Neugierig stieg sie durch das Loch, wobei sie darauf achtete, mit keinerlei "Körperflüssigkeiten" des Ex-Bad-Boyys in Kontakt zu kommen. Auf der anderen Seite angekommen, schaute sie sich um. Sie befand sich in einer Garage, die fast genau so aussah wie die, aus der sie gerade eben gekommen war. Doch eine Sache war anders: Das Tor war offen und in der Öffnung stand ein 1969er Ford Mercury in Beige mit laufendem Motor. Die Fahrertür öffnete sich und heraus stieg eine Gestalt, die Schackqueline nur schwer beschreiben konnte. Würde sie es in einem Wort machen, wäre es "Schwarz". Das stimmte allerdings nur zu einem gewissen Grad, denn so schwarz die Kleidung der Gestalt auch war, so bleich war ihre Haut. Innerlich bereitete sich Schackqueline darauf vor, so schnell wie möglich wieder wegzurennen. Doch sie zwang sich, hierzubleiben und zu gucken, was passieren würde. "W-was zum Teufel ist hier passiert?" rief die Gestalt mit einer erstaunlich hohen Stimme. "Äh... der lag da schon. Und das Loch war auch schon da!" versuchte Schackqueline, sich zu verteidigen. "Ah ja." sagte die Gestalt und kam auf Schackie zu. Nun konnte man ihre blauen Augen erkennen. Aber im Gegensatz zu den Augen des Ex-Bad-Boyys, die ein Ozean zu sein schienen, schienen diese Augen das Universum selbst zu sein. Schackqueline meinte für eine Moment, sie könnte durch diese Augen wieder sich sehen, wie sie ihn dieser Garage stand, voller Staub und Schweiß und diese Gestalt vor ihr, die, wie Schackqueline jetzt auffiel, kleiner als sie war. Sie musste kichern. "Was gibt es hier zu lachen!" zischte die Gestalt sie an. "Nichts, nichts..." antwortete Schackie glucksend.
"Jaja."
"Ja!"
"Nun ja," fuhr die Gestalt fort. "Mein Nachbar liegt scheinbar tot auf dem Boden, meine Wand ist kaputt und ein staubiges Mädchen steht in meiner Garage und will mir sagen, es wäre nichts passiert?"
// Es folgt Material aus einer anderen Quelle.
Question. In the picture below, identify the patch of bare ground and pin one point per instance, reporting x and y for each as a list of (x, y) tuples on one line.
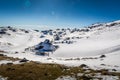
[(39, 71)]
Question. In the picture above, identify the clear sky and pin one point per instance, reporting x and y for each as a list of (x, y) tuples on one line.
[(58, 13)]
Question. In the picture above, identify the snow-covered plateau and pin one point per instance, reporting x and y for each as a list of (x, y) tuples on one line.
[(97, 46)]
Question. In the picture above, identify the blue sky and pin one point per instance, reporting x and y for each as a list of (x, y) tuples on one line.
[(58, 13)]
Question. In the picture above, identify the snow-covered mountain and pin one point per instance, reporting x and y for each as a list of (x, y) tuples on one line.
[(66, 44)]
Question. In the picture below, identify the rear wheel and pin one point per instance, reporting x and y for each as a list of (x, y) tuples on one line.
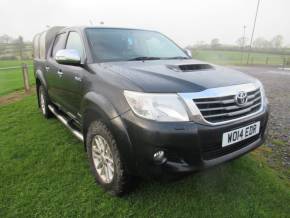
[(105, 159), (43, 102)]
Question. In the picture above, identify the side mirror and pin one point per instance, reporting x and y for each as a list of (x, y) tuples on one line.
[(68, 57), (188, 52)]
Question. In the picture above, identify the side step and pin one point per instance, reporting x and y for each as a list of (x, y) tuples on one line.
[(62, 119)]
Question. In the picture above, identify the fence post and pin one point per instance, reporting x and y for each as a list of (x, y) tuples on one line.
[(25, 77)]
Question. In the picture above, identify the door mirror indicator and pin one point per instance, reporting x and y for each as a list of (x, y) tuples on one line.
[(188, 52), (68, 57)]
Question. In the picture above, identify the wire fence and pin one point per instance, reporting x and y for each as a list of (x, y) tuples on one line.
[(13, 78)]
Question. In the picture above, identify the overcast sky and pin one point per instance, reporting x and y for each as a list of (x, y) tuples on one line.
[(185, 21)]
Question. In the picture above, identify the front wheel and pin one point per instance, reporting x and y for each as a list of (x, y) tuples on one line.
[(105, 159)]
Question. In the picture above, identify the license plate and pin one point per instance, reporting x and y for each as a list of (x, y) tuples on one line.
[(240, 134)]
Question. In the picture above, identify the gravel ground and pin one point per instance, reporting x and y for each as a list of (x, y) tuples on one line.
[(277, 87)]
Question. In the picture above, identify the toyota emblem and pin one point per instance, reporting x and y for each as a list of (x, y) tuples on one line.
[(241, 98)]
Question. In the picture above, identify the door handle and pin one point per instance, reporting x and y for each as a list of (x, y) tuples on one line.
[(59, 73), (77, 78)]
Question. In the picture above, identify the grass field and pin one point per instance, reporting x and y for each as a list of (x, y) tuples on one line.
[(45, 173), (11, 79), (235, 57)]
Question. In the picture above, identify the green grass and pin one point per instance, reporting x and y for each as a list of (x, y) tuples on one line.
[(44, 172), (235, 57), (12, 80)]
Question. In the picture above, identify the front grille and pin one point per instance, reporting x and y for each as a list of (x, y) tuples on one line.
[(220, 109)]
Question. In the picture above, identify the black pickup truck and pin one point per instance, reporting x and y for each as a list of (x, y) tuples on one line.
[(141, 104)]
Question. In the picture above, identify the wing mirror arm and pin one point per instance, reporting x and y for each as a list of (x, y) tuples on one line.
[(68, 57)]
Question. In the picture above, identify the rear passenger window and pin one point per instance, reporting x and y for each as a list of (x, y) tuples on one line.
[(58, 43), (74, 42), (36, 47), (42, 48)]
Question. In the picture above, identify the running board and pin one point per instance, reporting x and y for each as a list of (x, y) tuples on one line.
[(62, 119)]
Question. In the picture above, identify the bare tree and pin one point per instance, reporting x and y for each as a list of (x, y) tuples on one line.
[(5, 39), (261, 42), (242, 41), (215, 43), (277, 41)]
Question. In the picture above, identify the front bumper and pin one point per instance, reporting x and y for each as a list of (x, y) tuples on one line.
[(188, 146)]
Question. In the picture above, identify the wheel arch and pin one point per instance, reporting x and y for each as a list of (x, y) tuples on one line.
[(97, 107)]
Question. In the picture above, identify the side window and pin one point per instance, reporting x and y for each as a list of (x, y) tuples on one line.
[(74, 42), (58, 43), (42, 48), (36, 47)]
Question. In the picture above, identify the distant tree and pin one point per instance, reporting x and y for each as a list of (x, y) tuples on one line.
[(242, 41), (215, 43), (277, 41), (200, 44), (6, 39), (261, 42)]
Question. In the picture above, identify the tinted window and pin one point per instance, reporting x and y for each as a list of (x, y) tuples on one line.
[(127, 44), (74, 42), (42, 45), (58, 43), (36, 47)]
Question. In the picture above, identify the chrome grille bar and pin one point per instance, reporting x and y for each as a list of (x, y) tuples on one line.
[(217, 106)]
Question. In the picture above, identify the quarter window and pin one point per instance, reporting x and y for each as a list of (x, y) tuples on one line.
[(58, 43), (74, 42)]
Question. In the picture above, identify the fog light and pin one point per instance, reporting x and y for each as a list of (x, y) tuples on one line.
[(159, 156)]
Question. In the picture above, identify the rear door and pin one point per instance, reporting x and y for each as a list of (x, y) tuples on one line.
[(72, 76), (53, 76)]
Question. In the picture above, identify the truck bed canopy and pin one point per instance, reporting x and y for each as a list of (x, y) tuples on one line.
[(43, 40)]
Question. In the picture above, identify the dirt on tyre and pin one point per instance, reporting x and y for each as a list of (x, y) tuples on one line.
[(43, 102), (105, 160)]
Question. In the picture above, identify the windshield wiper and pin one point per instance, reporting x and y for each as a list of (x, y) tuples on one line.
[(144, 58), (178, 57)]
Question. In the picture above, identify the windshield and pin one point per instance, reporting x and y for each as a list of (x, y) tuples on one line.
[(127, 44)]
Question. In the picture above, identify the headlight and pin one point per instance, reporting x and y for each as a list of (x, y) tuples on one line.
[(159, 107)]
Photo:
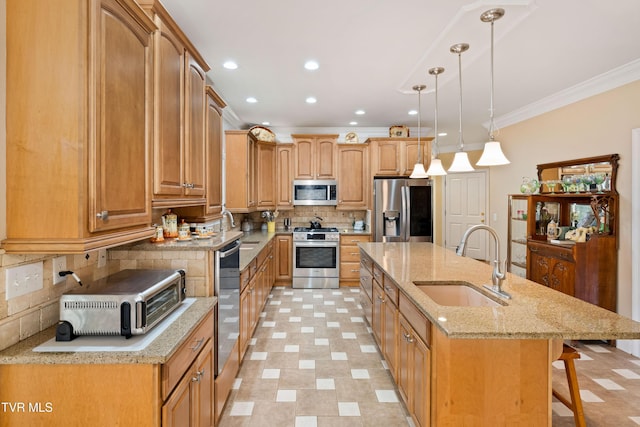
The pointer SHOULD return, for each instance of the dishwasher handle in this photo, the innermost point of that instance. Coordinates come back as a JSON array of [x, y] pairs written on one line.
[[235, 248]]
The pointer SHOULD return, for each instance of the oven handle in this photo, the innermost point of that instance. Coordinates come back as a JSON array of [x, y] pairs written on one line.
[[316, 243], [231, 251]]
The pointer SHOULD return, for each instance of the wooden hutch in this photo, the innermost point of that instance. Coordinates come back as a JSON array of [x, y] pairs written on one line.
[[586, 269]]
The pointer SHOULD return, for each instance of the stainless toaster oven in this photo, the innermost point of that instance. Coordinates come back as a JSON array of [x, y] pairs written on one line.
[[126, 303]]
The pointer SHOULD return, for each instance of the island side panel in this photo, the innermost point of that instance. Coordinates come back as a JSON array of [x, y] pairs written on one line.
[[87, 395], [491, 382]]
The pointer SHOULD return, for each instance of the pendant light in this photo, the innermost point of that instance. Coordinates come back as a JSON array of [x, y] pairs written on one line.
[[461, 159], [435, 167], [492, 154], [418, 168]]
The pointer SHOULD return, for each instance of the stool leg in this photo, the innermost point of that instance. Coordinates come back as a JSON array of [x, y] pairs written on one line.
[[574, 392]]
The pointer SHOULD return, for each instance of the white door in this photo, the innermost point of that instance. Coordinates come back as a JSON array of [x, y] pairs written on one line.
[[465, 206]]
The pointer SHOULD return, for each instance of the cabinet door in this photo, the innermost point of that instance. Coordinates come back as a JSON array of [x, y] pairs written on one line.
[[168, 137], [284, 170], [387, 158], [353, 175], [304, 158], [284, 254], [266, 171], [377, 323], [119, 159], [214, 152], [194, 168], [325, 158], [390, 335], [203, 403], [553, 272]]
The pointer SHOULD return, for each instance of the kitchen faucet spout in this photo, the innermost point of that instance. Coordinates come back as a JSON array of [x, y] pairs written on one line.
[[497, 275]]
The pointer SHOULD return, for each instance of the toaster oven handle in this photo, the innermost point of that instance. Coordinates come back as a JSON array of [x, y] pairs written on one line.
[[125, 319], [141, 314]]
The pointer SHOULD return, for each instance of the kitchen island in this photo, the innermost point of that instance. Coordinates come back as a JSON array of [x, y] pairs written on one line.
[[472, 365]]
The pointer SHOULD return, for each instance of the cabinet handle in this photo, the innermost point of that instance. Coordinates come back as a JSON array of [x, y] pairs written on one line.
[[198, 344]]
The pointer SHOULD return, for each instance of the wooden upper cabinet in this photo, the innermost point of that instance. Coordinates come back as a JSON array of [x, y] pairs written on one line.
[[284, 179], [315, 156], [77, 153], [179, 164], [397, 156], [265, 174], [240, 167], [213, 137], [353, 176]]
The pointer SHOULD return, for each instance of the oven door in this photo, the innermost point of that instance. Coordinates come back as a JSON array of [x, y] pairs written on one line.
[[318, 258]]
"So in etwa, ja", antwortete Schackqueline.
"Soso. Na, du möchtest doch sicher etwas zu trinken haben."
Schackqueline starrte die Gestalt perplex an. Diese seufzte. "Ich denke ich sollte zumindest ein paar Worte mit dir wechseln, was hier jetzt genau passiert ist. Also, geh, ich muss das Auto reinfahren." Die Gestalt fuchtelte mit den Armen und wies schlussendlich auf eine Tür.
Beinahe schon automatisch begann Schackqueline, sich auf die Tür zuzubewegen. Sie hörte gerade noch so, wie die Gestalt rief: "Und probier' gar nicht erst, zu lügen! Du möchtest nicht erfahren, was dann passiert!"
Schackqueline trat durch die Tür. Diese fiel hinter ihr ins Schloss und blendete das Geräusch des Motors schlagartig aus.
Schackqueline fühlte sich plötzlich elend. So, als wäre sie vom Regen in die Traufe gekommen.